How much coffee do I get from my trees? Last year I got just under 60 lbs of ready to roast green beans, enough for home consumption and a little to give away as gifts. This year I'll get be getting more since some of the younger trees are producing more cherries. 

Tuesday, November 14, 2017

Coffee Harvest Time

This year's crop is coming in about one week earlier than last year. Yes, having this blog has allowed me to keep track of such things. I'm not good at keeping a garden notebook, so this blog is coming in handy. 

Some of the trees have a heavy crop, considering that they are full-shade grown. Others are a bit lighter, but still as abundant as last year. 

Looks like I'll be picking coffee cherry for the next few weeks. The biggest picking looks like it will be now. With a smaller picking in 10 days. And a final, smaller picking 7-10 days later. After that it will be just cleaning up the stragglers. But if time permits, I prefer to pick every 3-5 days because processing smaller batches of coffee cherries us easier. 

I promised some readers that I would show you how I process my coffee from start to finish. So picking the ripe red coffee cherries is step #1. 

Stay tuned, same channel, I'll show you the next step. 

Monday, November 13, 2017

A Day on the Homestead

I'm going to occasionally try a new format....diary/prose style. Just for the change. Just for the fun, I'll describe a day on the farm. 
After a week of daily rain, this morning promised a drier day. But sunrise has fooled me before, so I didn't hold my breath. Good thing, because of course, it rained. 0.15 inches of rain. Sigh...another wet day in the tropics. 

Morning chores were the usual....feed cats, feed dogs, feed chickens, feed donkey, feed sheep,feed goats, feed hubby. With the immediate complaining voices silenced, water bowls, buckets, and troughs got replenished, too hubby's coffee cup. Next round through -- clean up feeding buckets, bowls, and our own dishes. This is a typical morning around here, come rain or shine. Somehow in the midst of all this I find time to have my own breakfast and check the news headlines. I have this compulsive need to check the daily news each morning, though I've trained myself to seldom go beyond the headlines. World news nowadays drives me insane, so I limit my exposure. 

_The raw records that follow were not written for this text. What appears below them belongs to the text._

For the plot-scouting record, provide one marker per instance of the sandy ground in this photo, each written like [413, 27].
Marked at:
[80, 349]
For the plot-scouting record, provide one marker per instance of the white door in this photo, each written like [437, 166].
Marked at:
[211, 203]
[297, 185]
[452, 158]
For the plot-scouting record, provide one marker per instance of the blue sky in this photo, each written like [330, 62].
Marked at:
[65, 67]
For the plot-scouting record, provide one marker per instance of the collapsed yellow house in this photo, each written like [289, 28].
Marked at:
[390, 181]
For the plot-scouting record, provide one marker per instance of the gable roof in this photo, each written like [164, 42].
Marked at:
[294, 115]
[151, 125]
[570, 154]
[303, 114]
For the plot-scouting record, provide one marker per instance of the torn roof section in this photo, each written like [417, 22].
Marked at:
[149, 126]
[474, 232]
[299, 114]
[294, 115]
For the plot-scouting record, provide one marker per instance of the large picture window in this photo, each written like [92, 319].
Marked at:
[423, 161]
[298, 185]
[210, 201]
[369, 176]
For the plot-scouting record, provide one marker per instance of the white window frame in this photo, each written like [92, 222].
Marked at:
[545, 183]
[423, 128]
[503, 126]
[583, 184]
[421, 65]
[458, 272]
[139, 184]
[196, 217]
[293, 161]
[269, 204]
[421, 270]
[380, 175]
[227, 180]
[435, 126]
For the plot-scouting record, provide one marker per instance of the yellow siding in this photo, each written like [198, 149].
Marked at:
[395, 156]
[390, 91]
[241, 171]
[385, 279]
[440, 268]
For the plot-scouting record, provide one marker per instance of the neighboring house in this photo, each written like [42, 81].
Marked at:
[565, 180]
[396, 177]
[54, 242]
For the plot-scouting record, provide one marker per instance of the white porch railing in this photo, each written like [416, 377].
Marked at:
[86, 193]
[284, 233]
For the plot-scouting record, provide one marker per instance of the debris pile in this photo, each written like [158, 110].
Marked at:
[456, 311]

(Two of the farm dogs doing their morning greeting -- Sweetie Pie and Willie.) 

Primary morning chores accomplished, what next? Every day is different, thank heaven. If it ever became drudgery, I'd give it up. 

Because of the ongoing rains, I'm way behind schedule. But today was Sunday, yes a day of "rest". So not much gets accomplished on the farm. If it wasn't for the rain, I'd have mown fresh grass for the sheep and chickens, and harvested the manure from the pastures and chicken pen. But since it was, I handed out hay cubes to the sheep and donkey, and promised to gather manure tomorrow. 

Sunday's means a mid-morning trip to KaLae Coffee to discuss that past week's news with friends. As a group, we always dive headfirst into the political news, dissecting every headline politician's foibles in minute detail. Why anyone would want to get into national politics is beyond me. But before long we move on to local gossip and events, family updates, the beauty of last week's sunsets, the upcoming visits of family, the current garden status. Mean while, the dogs (Loki, Noodles, Shy, and Sissronimo) catch up with their own news, gently play, and solicite petting and treats from passing strangers. It's the same format every Subday. Today was a bit better than the past few the shop had tuna fish sandwiches for sale. Time for an early lunch? You bet! 

The rest of the day until dinner lacked any meaningful accomplishments, unless reading could be considered that. Gosh, this turned out to be one of our laziest days ever. Not your typical day on a farm. But days like these help sore muscles and achy knees to heal a I like to tell myself. By mid afternoon hubby grew restless and opted to dine out with friends. Thus the end of a rather non-productive farm day.